A Mayotte, ce serait la France et pourtant l’accès à l’eau potable est aléatoire, pourtant six logements sur dix ne disposent pas de toilettes ni de douche, les maisons en tôle, bois, végétal ou terre constituent près de quatre logements sur dix. 77 % des 320 000 habitants vivent sous le seuil de pauvreté, un seul hôpital vétuste et surpeuplé pour toute l’île. Les droits sociaux comme le RSA, les APL, y sont restreints alors que le coût de la vie y est 10 à 30 % plus cher qu’en métropole.

Mais le pouvoir comme la majorité des parlementaires accusent « l’immigration illégale qui ravage le territoire ». Retailleau donne le la : « On ne pourra pas reconstruire Mayotte sans traiter, avec la plus grande détermination, la question migratoire », plaidant pour une nouvelle loi immigration, une « priorité nationale ».

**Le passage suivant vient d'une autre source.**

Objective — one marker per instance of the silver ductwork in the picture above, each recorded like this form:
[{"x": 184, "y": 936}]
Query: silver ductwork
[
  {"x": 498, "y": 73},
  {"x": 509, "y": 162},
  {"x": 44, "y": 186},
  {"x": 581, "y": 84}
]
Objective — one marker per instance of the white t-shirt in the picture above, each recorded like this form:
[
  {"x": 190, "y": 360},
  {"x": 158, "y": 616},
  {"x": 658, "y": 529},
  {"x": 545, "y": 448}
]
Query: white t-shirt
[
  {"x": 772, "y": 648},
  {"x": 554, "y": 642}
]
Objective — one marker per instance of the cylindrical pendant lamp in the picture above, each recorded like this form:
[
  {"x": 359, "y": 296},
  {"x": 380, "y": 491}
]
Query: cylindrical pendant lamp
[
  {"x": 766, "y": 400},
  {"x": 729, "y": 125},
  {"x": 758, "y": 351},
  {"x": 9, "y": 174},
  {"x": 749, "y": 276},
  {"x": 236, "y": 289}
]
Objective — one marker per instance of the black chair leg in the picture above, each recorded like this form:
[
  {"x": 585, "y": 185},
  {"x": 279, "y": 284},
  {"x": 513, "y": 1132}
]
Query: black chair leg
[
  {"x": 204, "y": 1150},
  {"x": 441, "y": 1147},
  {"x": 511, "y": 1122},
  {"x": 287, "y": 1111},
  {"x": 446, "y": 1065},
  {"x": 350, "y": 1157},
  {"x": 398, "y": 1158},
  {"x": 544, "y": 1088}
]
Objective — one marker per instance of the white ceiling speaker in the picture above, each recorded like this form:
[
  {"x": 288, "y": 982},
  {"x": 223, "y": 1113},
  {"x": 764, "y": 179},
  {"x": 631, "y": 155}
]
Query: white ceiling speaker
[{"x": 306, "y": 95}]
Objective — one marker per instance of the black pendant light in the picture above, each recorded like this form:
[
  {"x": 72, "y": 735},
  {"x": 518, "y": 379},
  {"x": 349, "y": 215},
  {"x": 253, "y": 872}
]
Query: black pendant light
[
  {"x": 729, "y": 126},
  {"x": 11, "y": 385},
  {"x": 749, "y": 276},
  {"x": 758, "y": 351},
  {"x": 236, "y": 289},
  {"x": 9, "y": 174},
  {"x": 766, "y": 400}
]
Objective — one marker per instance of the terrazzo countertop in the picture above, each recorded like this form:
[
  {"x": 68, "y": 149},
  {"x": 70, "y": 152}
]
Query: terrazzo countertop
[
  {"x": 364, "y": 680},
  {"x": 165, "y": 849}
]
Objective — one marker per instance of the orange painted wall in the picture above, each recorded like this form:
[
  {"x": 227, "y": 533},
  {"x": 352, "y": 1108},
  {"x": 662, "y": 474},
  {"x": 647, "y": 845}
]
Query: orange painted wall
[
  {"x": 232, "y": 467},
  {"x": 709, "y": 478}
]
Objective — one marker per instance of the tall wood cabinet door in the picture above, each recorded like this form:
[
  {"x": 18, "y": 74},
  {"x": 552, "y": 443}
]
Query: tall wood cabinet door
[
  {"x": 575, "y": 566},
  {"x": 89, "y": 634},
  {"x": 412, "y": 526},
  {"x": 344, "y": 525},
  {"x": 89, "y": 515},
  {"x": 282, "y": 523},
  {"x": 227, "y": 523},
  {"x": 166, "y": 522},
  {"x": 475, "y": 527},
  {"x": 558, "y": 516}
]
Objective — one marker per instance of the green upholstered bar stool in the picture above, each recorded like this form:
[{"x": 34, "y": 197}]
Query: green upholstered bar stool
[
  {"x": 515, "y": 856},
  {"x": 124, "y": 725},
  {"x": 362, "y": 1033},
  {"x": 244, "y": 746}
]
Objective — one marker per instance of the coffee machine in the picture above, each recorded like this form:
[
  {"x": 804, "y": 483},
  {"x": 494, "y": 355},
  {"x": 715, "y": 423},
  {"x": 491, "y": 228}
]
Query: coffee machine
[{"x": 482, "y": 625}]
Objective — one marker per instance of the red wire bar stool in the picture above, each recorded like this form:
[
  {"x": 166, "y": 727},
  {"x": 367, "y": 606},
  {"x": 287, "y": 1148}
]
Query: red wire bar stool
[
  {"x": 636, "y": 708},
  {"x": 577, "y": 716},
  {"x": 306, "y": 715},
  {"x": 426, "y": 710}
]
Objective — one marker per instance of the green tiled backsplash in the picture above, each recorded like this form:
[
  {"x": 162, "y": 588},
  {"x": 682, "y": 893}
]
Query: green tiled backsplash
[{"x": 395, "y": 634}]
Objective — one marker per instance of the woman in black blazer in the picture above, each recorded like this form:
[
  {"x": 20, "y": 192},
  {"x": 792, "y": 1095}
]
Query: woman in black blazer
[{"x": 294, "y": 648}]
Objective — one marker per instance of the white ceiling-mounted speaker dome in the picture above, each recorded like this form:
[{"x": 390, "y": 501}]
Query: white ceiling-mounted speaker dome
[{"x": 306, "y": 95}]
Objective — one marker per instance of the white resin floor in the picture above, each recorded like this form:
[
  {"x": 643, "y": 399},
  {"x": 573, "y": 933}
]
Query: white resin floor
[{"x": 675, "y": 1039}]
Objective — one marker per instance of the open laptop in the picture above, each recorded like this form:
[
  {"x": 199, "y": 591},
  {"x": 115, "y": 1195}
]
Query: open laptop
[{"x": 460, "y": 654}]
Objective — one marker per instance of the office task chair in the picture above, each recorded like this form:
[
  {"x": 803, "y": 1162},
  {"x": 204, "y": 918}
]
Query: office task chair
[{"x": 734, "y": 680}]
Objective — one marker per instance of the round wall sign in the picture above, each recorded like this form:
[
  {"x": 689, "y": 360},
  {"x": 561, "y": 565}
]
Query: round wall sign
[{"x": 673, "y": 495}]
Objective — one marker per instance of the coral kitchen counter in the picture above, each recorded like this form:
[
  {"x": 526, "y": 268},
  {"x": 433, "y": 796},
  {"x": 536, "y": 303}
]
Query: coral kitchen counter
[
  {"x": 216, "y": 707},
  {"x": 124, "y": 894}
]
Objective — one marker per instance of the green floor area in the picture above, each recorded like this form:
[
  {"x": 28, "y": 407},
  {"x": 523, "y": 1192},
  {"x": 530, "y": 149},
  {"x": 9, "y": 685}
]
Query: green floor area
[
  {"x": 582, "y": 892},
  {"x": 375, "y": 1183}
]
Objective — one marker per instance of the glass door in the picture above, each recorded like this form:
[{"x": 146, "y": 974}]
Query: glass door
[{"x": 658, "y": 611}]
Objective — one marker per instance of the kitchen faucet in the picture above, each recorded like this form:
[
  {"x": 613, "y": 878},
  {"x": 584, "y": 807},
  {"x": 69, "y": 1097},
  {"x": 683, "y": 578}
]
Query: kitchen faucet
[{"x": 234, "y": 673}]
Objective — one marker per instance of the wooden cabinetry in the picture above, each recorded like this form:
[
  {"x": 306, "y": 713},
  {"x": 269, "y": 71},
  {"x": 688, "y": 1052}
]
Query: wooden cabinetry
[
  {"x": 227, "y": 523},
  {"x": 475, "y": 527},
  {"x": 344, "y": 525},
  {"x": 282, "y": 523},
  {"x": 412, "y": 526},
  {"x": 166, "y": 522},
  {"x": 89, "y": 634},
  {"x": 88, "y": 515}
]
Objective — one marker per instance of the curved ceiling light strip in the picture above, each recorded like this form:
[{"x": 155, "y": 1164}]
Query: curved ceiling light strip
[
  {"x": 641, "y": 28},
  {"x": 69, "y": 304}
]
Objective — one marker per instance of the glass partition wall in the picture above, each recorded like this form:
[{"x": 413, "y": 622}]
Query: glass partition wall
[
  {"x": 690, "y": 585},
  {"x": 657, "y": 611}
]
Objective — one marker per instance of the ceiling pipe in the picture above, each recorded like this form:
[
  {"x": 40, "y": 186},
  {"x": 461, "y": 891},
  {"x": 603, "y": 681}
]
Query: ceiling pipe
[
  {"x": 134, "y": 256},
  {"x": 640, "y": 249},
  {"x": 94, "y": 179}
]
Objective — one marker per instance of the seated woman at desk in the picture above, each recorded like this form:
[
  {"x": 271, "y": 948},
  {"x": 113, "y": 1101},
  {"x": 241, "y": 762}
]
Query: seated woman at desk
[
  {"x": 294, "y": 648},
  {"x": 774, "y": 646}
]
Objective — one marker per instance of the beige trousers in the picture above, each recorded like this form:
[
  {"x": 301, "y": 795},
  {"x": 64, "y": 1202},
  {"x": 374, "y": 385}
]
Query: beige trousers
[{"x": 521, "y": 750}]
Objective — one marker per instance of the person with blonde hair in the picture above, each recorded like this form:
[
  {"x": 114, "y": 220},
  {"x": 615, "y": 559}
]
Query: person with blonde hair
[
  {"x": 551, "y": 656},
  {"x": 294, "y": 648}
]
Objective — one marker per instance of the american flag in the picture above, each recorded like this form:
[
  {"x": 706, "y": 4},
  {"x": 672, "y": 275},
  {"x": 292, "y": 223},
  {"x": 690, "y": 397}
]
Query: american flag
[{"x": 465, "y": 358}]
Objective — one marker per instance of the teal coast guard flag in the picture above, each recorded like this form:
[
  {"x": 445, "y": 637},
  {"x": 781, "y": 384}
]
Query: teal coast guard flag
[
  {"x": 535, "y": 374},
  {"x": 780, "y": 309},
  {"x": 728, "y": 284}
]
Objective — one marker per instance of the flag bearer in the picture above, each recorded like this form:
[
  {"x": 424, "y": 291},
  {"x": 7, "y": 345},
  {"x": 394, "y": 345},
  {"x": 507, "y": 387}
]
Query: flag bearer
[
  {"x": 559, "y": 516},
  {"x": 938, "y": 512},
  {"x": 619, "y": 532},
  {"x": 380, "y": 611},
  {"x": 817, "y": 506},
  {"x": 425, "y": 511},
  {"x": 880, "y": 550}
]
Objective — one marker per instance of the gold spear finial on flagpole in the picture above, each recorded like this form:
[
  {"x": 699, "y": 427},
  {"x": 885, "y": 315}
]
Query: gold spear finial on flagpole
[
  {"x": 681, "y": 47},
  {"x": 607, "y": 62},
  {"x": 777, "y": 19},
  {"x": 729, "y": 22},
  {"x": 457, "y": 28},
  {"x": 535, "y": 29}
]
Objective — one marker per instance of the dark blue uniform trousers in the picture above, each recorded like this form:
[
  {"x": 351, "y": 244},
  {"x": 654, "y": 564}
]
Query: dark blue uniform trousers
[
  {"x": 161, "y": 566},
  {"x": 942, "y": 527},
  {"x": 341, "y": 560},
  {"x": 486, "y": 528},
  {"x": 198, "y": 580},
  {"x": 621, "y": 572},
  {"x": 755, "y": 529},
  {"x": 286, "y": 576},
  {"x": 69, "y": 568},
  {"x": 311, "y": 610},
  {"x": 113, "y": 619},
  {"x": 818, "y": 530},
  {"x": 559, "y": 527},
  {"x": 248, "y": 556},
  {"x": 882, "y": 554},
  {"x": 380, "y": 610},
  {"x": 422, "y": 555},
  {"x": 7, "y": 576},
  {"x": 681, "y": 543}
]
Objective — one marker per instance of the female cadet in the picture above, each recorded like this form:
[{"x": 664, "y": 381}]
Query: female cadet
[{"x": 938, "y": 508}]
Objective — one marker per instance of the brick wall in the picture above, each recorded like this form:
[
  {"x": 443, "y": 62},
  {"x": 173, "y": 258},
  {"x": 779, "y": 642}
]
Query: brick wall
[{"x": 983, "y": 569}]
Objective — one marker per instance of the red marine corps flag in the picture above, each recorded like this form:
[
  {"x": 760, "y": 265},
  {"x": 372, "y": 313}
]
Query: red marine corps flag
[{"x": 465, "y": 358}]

Un résumé de la politique de celles et ceux qui postulent à servir le capital, masquer leur responsabilité, leur incurie et leur impuissance par la politique du bouc-émissaire, en accusant les victimes, les populations les plus vulnérables de Mayotte. Les accusations xénophobes contre les migrants s’accompagnent d’une campagne contre les « pillages » alors qu’il aura fallu plus de trois jours avant que ne commencent à arriver des vivres, de l’eau qui manquent encore cruellement.

Les réponses répressives apportées par Retailleau et Macron, que sont le déploiement de l’armée et de la gendarmerie, le couvre-feu ne servent qu’à renforcer le discours sécuritaire du pouvoir.

Partout, la même logique du profit qui concentre des richesses folles entre quelques mains et engendre la pauvreté, la régression, la misère

Mayotte est un concentré de la faillite de la classe des capitalistes qui pille, exploite, se joue des peuples, accumule des fortunes, écrase les plus pauvres des pauvres et menace l’avenir même de l’humanité.

Ici, même si les conséquences du dérèglement climatique n’épargnent pas l’Europe, le monde du travail est d’abord et avant tout frappé par une vague de licenciements et de fermetures d’entreprises qui sera dévastatrice. Elle est annonciatrice d’une catastrophe économique et financière à laquelle conduit la politique des dirigeants des puissances occidentales.

C’est la même logique productiviste et prédatrice qui détruit la nature et ruine la société. 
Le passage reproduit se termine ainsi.